Не одна во поле дороженька - [41]

Шрифт
Интервал

— Попей с нами чайку, — сказала Авдотья и посадила Поленьку за стол, на лавку. Авдотья налила ей чаю в блюдечко и положила конфетку.

— Ничего-то не знает, — вздохнув, проговорила Авдотья. — Дите и есть дите, как дождиночка чистая.


Поздно вечером возвращались домой Кондрат и Серафима. Шли молча: обоих жгло горе. Кондрат осунулся, почернел, глаза провалились.

Вот и изба. Кондрат чиркнул спичку, чтоб зажечь лампу, и не поверил глазам своим. Во вспышке света увидел он на столе почтовую сумку.


1959 г.

СОЛНЦЕ В ЛИСТЬЯХ

1

Холодно одному.

Завьялов надел меховую безрукавку. Когда-то в войну под шинель ее поддевал. Грела, укромно таила тепло ржаного хлеба, напоминая об оставленных избах с блещущими от горящих печей окошками, из которых, как с икон, глядели молодые солдатки в горестно-черных платках.

Поистерлась безрукавка, потрескалась, в морщинах кожа… Старость вещей старит человека. Завьялов как-то сгорбился: зябко, тоскливо.

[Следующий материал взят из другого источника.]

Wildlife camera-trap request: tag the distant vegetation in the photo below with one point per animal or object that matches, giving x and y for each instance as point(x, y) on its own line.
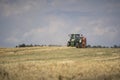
point(59, 63)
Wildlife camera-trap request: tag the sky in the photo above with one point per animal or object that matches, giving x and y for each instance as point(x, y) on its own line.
point(50, 21)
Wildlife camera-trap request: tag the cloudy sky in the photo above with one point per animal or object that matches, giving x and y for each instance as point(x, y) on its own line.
point(50, 21)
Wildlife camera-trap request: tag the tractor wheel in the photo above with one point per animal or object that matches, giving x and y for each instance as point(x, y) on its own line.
point(68, 44)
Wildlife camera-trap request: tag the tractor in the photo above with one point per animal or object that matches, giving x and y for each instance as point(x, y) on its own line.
point(77, 40)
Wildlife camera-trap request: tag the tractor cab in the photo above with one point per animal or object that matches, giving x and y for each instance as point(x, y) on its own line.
point(76, 40)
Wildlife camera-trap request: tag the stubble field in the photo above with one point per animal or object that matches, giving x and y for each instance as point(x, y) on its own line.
point(59, 63)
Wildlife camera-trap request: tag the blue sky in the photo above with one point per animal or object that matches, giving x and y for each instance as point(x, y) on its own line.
point(50, 21)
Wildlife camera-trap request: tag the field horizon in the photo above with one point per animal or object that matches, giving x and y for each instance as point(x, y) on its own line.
point(59, 63)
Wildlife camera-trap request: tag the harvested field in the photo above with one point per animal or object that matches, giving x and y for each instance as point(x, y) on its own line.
point(59, 63)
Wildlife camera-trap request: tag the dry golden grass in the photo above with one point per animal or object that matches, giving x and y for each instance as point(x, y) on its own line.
point(59, 63)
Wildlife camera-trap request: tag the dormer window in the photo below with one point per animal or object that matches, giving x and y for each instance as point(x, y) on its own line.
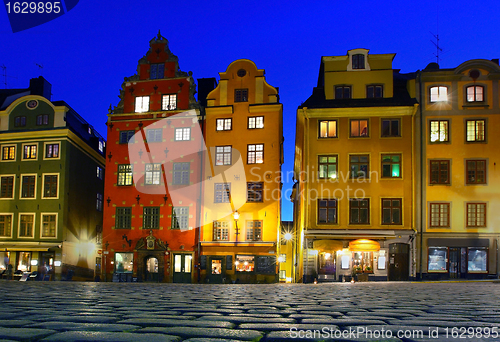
point(358, 61)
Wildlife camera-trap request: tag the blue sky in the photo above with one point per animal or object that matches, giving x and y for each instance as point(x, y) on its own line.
point(87, 52)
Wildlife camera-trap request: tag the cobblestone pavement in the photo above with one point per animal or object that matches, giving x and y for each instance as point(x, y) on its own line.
point(74, 311)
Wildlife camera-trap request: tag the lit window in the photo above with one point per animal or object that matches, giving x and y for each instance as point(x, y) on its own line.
point(359, 128)
point(439, 215)
point(223, 124)
point(255, 154)
point(255, 122)
point(328, 129)
point(475, 94)
point(439, 130)
point(476, 130)
point(182, 134)
point(391, 210)
point(223, 155)
point(391, 166)
point(169, 102)
point(438, 94)
point(141, 104)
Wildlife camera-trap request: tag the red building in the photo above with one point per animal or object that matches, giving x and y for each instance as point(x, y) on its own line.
point(151, 210)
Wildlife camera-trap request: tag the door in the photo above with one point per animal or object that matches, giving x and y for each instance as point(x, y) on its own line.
point(151, 269)
point(182, 268)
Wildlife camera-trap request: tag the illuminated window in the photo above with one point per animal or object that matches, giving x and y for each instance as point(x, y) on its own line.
point(438, 94)
point(328, 129)
point(476, 130)
point(439, 130)
point(391, 166)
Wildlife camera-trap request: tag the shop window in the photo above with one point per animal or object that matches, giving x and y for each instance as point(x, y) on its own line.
point(245, 263)
point(124, 262)
point(438, 257)
point(477, 260)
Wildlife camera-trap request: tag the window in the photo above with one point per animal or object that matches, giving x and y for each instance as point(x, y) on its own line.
point(5, 226)
point(255, 154)
point(254, 230)
point(181, 173)
point(440, 215)
point(128, 136)
point(169, 102)
point(359, 128)
point(123, 218)
point(42, 120)
point(475, 94)
point(391, 166)
point(328, 129)
point(359, 165)
point(476, 130)
point(221, 231)
point(99, 202)
point(52, 151)
point(374, 91)
point(19, 121)
point(26, 224)
point(476, 215)
point(28, 186)
point(29, 151)
point(180, 218)
point(439, 172)
point(438, 94)
point(391, 128)
point(255, 122)
point(391, 211)
point(9, 153)
point(222, 192)
point(125, 175)
point(241, 95)
point(50, 186)
point(223, 124)
point(141, 104)
point(342, 92)
point(439, 130)
point(183, 134)
point(151, 218)
point(327, 211)
point(7, 187)
point(49, 223)
point(153, 173)
point(156, 71)
point(359, 211)
point(476, 171)
point(255, 192)
point(327, 167)
point(358, 61)
point(223, 155)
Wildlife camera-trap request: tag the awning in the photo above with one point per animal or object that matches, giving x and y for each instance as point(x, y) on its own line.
point(364, 245)
point(327, 245)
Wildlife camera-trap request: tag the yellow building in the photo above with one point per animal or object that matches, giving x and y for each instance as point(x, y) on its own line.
point(459, 185)
point(242, 187)
point(354, 200)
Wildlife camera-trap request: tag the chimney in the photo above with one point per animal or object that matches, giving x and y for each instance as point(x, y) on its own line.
point(40, 86)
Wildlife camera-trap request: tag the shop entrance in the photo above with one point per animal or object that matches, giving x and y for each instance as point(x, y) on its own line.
point(182, 268)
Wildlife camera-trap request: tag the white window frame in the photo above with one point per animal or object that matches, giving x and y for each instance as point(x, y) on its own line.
point(41, 225)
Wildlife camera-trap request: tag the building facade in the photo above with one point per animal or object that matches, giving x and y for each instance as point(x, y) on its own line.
point(242, 183)
point(354, 197)
point(152, 187)
point(459, 111)
point(51, 175)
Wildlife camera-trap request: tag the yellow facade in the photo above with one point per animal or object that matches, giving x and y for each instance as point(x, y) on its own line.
point(459, 171)
point(354, 166)
point(244, 138)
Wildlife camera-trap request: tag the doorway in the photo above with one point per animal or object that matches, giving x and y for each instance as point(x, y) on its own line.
point(182, 268)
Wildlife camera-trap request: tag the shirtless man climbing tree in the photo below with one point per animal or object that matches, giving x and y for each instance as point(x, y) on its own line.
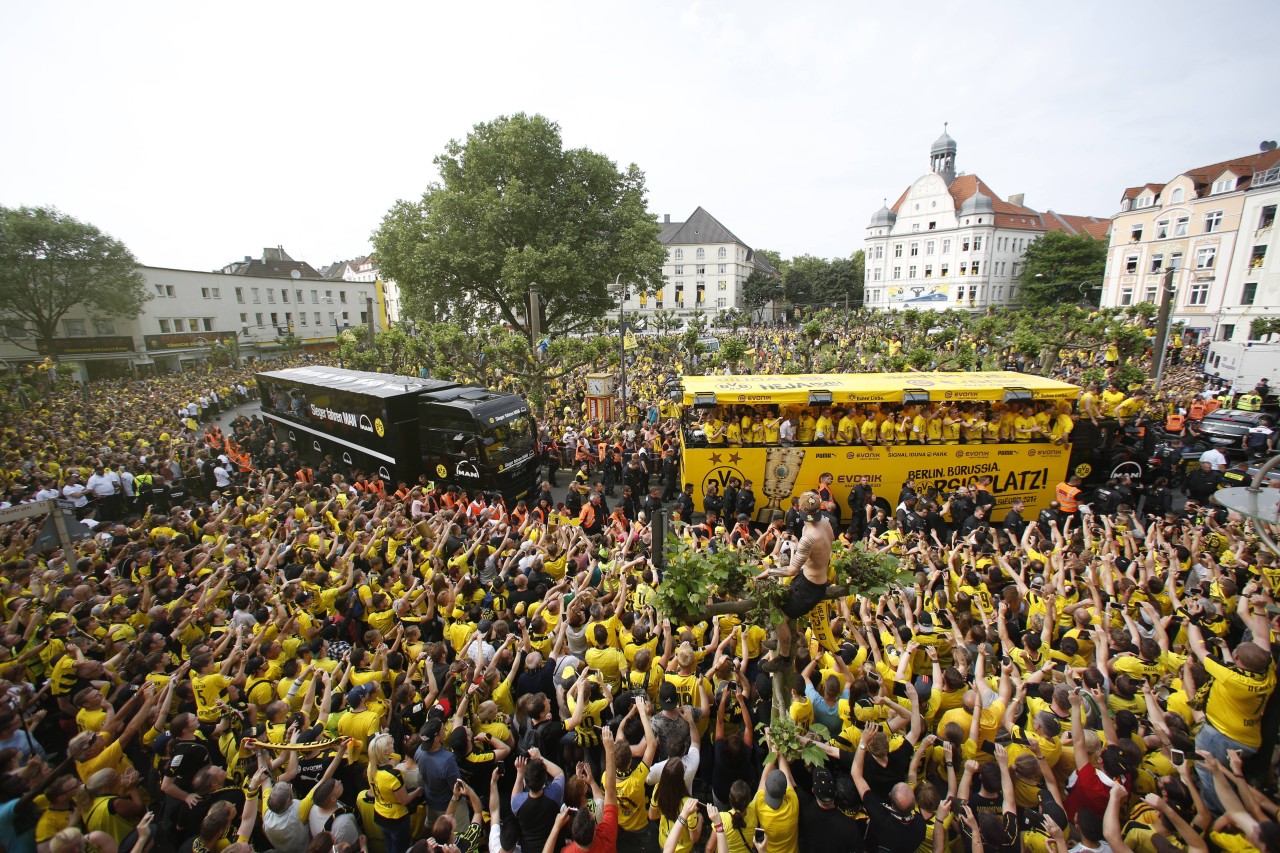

Он вышел из комнаты в коридор. К входной двери подошел. Никто не постучит в эту дверь. Жены нет: умерла… Сын Митя далеко. Доносится оттуда какая-то тревога. Помнил Завьялов один разговор с сыном.

В прошлом году в командировку приезжал сын с женой Соней.

Неделю побыли.

Завьялов провожал их. Ветрено было на аэродроме, сыро.

Соня поднялась по трапу, помахала с грустной улыбкой, маленькая, в белой шапочке. Дмитрий еще стоял внизу.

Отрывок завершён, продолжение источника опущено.